There’s lots of news from the first day of the convention, but manufacturers are more concerned with a major omission by the Republican Party: a statement supporting the Trans-Pacific Partnership (TPP). That’s one line worth repeating.
Manufacturers in the United States were happy to post production increases in June, but according to NAM Chief Economist Chad Moutray, “Manufacturing activity remains quite challenged.” Weak export numbers have contributed to these challenges as global demand remains underwhelming and competition from overseas continues to increase. Indeed, U.S. manufacturing exports are down $31 million in the first quarter of 2016 compared to two years ago.
Manufacturers need solutions to increase sales opportunities. Ninety-five percent of the world’s population and hundreds of millions of new middle-class consumers are outside the United States. That’s why improving U.S. competitiveness on trade is a key part of the NAM’s “Competing to Win” agenda. Manufacturers’ timetable is based on the invoices they need to pay to keep shop floors running and payrolls they need to meet for millions of American workers.
While the Republican National Convention platform has embraced many policies for which the NAM has advocated, it is disappointing to see the lack of support for movement on critical free trade agreements, such as the TPP. Every day that goes by, manufacturers in the United States are falling behind our competitors that already have trade agreements excluding and, therefore, putting U.S. manufacturing at a competitive disadvantage.
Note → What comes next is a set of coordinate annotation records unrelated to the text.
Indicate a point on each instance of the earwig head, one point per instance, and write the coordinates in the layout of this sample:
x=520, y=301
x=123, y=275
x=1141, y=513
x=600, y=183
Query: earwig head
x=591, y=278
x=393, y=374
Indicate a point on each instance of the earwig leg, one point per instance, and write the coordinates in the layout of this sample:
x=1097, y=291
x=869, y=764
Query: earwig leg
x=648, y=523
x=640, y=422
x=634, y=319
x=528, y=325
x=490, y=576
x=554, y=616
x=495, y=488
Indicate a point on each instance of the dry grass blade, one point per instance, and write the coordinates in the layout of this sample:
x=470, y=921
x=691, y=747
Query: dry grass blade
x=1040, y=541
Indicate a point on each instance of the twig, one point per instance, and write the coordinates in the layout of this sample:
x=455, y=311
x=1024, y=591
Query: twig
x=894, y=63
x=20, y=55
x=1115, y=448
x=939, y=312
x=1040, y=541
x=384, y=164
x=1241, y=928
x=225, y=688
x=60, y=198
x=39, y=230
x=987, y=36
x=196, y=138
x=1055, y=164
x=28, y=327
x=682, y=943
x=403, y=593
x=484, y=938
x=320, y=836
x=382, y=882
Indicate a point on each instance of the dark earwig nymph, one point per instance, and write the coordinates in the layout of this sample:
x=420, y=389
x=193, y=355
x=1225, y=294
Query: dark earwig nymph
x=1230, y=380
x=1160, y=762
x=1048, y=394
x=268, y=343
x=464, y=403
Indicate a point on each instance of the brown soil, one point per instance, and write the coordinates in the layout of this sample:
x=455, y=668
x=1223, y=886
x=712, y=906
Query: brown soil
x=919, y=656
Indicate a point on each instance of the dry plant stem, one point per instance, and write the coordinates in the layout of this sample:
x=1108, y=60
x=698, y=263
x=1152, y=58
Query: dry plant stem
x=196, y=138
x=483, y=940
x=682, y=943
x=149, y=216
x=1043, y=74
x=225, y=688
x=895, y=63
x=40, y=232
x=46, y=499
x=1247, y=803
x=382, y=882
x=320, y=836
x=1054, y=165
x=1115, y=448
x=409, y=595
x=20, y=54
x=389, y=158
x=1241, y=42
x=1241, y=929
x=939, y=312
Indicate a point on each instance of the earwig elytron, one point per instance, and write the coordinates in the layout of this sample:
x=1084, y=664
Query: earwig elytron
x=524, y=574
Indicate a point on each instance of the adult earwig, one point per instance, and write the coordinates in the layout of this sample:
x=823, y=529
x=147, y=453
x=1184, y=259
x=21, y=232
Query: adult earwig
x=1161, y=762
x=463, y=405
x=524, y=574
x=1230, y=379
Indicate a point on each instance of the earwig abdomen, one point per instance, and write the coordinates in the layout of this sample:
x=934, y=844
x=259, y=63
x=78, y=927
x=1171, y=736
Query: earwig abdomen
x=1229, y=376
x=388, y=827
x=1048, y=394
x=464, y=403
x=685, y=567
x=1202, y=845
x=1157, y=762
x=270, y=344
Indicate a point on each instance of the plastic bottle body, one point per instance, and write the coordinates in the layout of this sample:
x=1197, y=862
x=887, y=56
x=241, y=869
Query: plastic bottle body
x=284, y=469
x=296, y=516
Just consider how the United States has lost market share to China in the five TPP countries with which the United States does not have trade agreements.
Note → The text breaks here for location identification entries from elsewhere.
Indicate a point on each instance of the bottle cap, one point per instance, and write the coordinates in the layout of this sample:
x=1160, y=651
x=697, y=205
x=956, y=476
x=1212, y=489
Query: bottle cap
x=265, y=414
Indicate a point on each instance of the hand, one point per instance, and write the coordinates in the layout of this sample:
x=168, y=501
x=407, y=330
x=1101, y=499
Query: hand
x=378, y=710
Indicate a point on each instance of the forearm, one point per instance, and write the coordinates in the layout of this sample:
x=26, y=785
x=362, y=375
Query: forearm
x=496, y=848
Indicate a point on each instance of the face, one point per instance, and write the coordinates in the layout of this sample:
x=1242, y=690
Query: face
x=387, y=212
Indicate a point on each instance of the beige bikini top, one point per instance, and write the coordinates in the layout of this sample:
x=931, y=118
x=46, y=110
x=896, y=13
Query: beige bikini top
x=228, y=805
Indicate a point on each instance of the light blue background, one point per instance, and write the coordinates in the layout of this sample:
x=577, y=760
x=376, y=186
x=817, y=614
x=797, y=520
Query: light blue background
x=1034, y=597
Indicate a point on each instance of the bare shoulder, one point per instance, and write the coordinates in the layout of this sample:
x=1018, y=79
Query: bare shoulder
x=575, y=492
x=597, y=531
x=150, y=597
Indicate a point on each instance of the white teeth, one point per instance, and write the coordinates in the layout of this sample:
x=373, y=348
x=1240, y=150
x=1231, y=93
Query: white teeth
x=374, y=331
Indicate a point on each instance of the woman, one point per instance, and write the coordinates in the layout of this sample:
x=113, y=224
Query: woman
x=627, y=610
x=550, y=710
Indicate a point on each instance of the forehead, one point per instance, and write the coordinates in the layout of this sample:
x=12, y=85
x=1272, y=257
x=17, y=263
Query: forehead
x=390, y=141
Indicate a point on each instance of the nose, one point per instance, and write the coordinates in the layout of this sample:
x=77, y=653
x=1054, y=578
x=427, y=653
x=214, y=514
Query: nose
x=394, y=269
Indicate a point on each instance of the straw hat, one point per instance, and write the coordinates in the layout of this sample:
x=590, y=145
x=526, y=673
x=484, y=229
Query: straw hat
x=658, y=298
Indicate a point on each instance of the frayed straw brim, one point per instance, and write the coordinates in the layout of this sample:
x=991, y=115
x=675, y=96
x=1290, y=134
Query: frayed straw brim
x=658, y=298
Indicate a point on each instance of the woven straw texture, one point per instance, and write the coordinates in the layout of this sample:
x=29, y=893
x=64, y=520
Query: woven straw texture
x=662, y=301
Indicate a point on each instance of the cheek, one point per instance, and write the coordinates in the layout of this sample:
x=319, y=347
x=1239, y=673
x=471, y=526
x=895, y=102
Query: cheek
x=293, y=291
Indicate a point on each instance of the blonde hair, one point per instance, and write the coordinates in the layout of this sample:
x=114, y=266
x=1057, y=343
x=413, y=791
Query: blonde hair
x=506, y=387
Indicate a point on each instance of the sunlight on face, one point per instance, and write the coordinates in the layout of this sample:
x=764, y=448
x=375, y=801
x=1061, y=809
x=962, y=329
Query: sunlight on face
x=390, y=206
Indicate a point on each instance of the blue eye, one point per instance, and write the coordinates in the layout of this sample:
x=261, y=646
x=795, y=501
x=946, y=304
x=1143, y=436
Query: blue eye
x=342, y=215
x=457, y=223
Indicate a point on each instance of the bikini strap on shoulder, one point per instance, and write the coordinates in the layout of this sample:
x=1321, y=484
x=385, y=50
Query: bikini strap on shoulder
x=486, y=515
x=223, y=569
To grow U.S. manufacturing opportunities, it is critical that the TPP be embraced as a top priority and not be rejected as a political campaign promise. Without prioritizing this agreement, manufacturers in the United States will continue to lose globally. Of course, there is still work to do, and manufacturers call on both the Obama administration and Congress to roll up their sleeves and ensure that important and outstanding issues are addressed effectively and quickly so that the TPP is ready for consideration this fall, most likely during the post-election (lame-duck) session.
And for those reading the platform or listening to campaign rhetoric, here’s some “Truth on the Trail”: Don’t accept the myths on trade. America’s existing free trade market network with 20 countries has helped drive the substantial increase in manufacturing in the United States. Consider that manufacturers in the United States have nearly doubled production since 1993, the year before the North American Free Trade Agreement (NAFTA) came into force, spurred in significant part by a substantial increase in U.S. exports. Taken together, America’s 20 existing trade agreement partners buy nearly half (48.2 percent) of all U.S.-manufactured goods exports, while they only account for just 6 percent of the world’s consumers and less than 10 percent of the global economy. For those concerned about trade deficits, the United States has an overall manufacturing trade surplus with its FTA partners.
It’s time for economic reality and facts to shake up the misguided political rhetoric.